Quinapril administration in hemodynamically stable rats with reduced renal mass maintained serum potassium levels without causing severe hyperkalemia, even during high potassium intake.
Does quinapril cause severe hyperkalemia in hemodynamically stable subjects with reduced renal mass and renal dysfunction?
This preclinical study suggests that ACE inhibition does not inherently cause severe hyperkalemia in stable renal dysfunction, challenging widespread clinical assumptions.

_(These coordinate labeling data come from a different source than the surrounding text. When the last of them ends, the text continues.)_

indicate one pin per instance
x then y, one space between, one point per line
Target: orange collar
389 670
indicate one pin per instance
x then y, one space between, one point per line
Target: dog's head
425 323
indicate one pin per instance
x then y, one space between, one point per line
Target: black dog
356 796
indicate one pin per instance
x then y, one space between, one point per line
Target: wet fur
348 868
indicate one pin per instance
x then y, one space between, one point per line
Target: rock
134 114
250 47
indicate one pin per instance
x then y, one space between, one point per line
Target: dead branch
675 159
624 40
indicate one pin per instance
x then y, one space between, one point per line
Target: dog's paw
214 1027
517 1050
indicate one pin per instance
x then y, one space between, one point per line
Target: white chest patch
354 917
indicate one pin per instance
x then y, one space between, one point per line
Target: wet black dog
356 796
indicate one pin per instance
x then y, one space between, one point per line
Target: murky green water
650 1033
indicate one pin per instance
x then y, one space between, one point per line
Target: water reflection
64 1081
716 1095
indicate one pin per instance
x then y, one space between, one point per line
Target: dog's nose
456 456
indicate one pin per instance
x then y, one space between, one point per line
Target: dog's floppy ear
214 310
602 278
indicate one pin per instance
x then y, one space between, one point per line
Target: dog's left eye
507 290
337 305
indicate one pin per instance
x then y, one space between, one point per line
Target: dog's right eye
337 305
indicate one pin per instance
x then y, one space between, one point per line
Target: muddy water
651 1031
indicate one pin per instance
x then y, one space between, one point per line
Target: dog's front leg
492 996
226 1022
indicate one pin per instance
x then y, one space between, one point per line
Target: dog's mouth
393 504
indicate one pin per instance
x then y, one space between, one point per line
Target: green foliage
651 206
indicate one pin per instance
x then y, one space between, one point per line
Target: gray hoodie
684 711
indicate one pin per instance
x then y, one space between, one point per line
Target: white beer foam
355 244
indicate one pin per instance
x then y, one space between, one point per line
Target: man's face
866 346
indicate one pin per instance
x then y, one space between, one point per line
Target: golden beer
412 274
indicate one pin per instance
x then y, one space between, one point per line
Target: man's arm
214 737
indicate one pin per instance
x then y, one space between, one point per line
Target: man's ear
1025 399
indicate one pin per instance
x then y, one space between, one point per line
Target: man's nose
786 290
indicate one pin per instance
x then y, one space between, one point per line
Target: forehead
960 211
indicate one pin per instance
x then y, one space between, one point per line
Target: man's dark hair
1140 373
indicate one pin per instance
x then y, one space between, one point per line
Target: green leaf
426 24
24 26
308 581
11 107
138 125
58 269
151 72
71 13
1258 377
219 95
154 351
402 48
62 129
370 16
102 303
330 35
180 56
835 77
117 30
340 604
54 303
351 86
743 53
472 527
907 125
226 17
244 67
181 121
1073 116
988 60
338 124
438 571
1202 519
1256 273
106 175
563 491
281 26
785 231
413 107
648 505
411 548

Hyperkalemia is widely viewed as a common complication of ACE inhibition in azotemic patients. These renal failure patients are the patients who benefit most from ACE inhibition. Because we could not confirm this notion after a retrospective evaluation of 236 azotemic patients, we studied 2 models of renal mass reduction. In the first, we did a 5/6 nephrectomy (Nx) on rats and studied them 2 weeks after surgery (before chronic renal changes had developed). A second group was studied 16 weeks after Nx, once chronic renal failure was established. Rats in both models were treated with quinapril in drinking water. After baseline evaluation, we challenged them either by a high-K(+) diet or by blocking aldosterone receptors. We found that although quinapril blocked the K(+)-induced increase in aldosterone, serum K(+) levels and K(+) balance were maintained before and during high K(+) intake or during simultaneous spironolactone administration. We conclude that in hemodynamically stable rats with reduced renal mass and renal dysfunction, the administration of an ACE inhibitor does not cause severe hyperkalemia.
García et al. (Sat,) conducted a other in Renal failure and azotemia (n=236). Quinapril was evaluated on Serum potassium levels and potassium balance. Quinapril administration in hemodynamically stable rats with reduced renal mass maintained serum potassium levels without causing severe hyperkalemia, even during high potassium intake.